Q: How sturdy are helical piers as a foundation for a backyard deck? Also, can I use a ground screws or other type of no-dig post anchor to support a newel post on my porch stairs? – FC
A: Helical piers, when installed properly, can provide a sturdy, code-approved foundation for a raised backyard deck. This type of support, also known as helical “piles” has been widely used for years in commercial and industrial applications, foundation repairs, and temporary structures such as tents.
Until recently, however, helical piers were rarely used for residential decks. This has started to change as more deck builders have become aware of their advantages and have gained confidence in the system.
At the same time, more companies have sprouted up offering professional installation of the pier systems at competitive costs. Code officials are also better informed about the technology and, in some cases, will accept the field report of the installer, stamped by an engineer, as proof of code compliance. This eliminates the need for separate inspections of the piers and speeds up the building process.
Helical Pier Details
The typical helical pier for a deck consists of a 7-foot-long galvanized steel pipe with a welded helical shaped screw head at the bottom. The heavy-gauge pipe is screwed deep into the ground, below the frost line, by a hydraulic machine. A pressure gauge on the machine shows when the pier has reached an adequate level of resistance. Engineering formulas convert the readout to the bearing load required by code.
The softer the soil, the deeper the pile is driven, in some cases requiring an extension to increase the length. If rock is encountered, the pile is driven through or around the rock, or left in place on top of the rock and tested for bearing load. If necessary, the pile will be moved to a better location.
Compared with traditional concrete piers, helical piles are much simpler to install. Concrete piers involve multiple steps and may require two inspections, holding up progress. Helical piers are generally installed in one step by a specialty contractor. In many markets the cost is competitive with concrete piers. Other advantages include:
• Minimal disturbance to surrounding areas
• Works in wet or frozen soil
• Faster installation – no inspection required in some areas
• Engineered performance
The technology usually works well but is not foolproof. High-quality hardware, professional installation equipment, and trained installers are necessary for a safe and successful installation. Enormous forces are applied to the anchor to drive it to the proper depth.
If the anchor is not strong enough for the type of ground or the driver is not properly aligned, the anchor can be damaged during installation, reducing its bearing strength.
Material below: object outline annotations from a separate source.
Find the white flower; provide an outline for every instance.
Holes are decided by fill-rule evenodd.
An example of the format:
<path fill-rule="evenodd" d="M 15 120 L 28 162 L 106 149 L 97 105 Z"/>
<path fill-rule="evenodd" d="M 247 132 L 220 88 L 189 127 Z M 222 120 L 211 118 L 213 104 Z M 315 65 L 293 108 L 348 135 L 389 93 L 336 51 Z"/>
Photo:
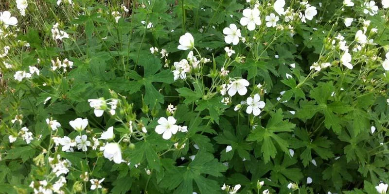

On rocky ground, the helical screw may need to be heavier to prevent damage. These and other problems in the field require an experienced installer who knows the power and limitations of the equipment and has the field experience to work out solutions on the job site.
Lightweight Ground Anchors
For smaller jobs such as posts for mailboxes and fences, a variety of ground anchors are available. The ones I am familiar with are essentially large, hollow screws made of heavy-gauge galvanized steel.
I used one recently to anchor a newel post at the bottom of a porch staircase. Excavation would have been difficult in such a tight space without removing the stairs, so I thought this was worth a try.
After doing some research, I settled on the American Ground Screw U-Model (see illustration), with a welded U fitting at the top sized for bolting to a 4×4. The shaft is about 2 feet long and screwed into the ground with the aid of a length of rebar supplied with the ground screw.
The resistance was so great that I needed to use a length of pipe to extend the length of the rebar for added leverage. Resistance is a good sign, indicating firm support for the anchor. Check with a level or plumb line to keep the screw aligned to vertical.
For added stiffness, I drove a 7 x ½ inch galvanized lag screw into the bottom of the post, filled the screw with concrete, and set the lag screw into the wet concrete. This and six structural screws though the base plate provided a solid base for the post.
With the new railing attached, the post seems stiff and sturdy. I’m not sure it would withstand a 200-pound horizontal point load (500 pounds with the safety factor) applied to the top of the post. But since it is at ground level, I am not concerned. It provides a sturdy railing to hold onto when the steps are wet or icy. And it passed inspection, at least in my town.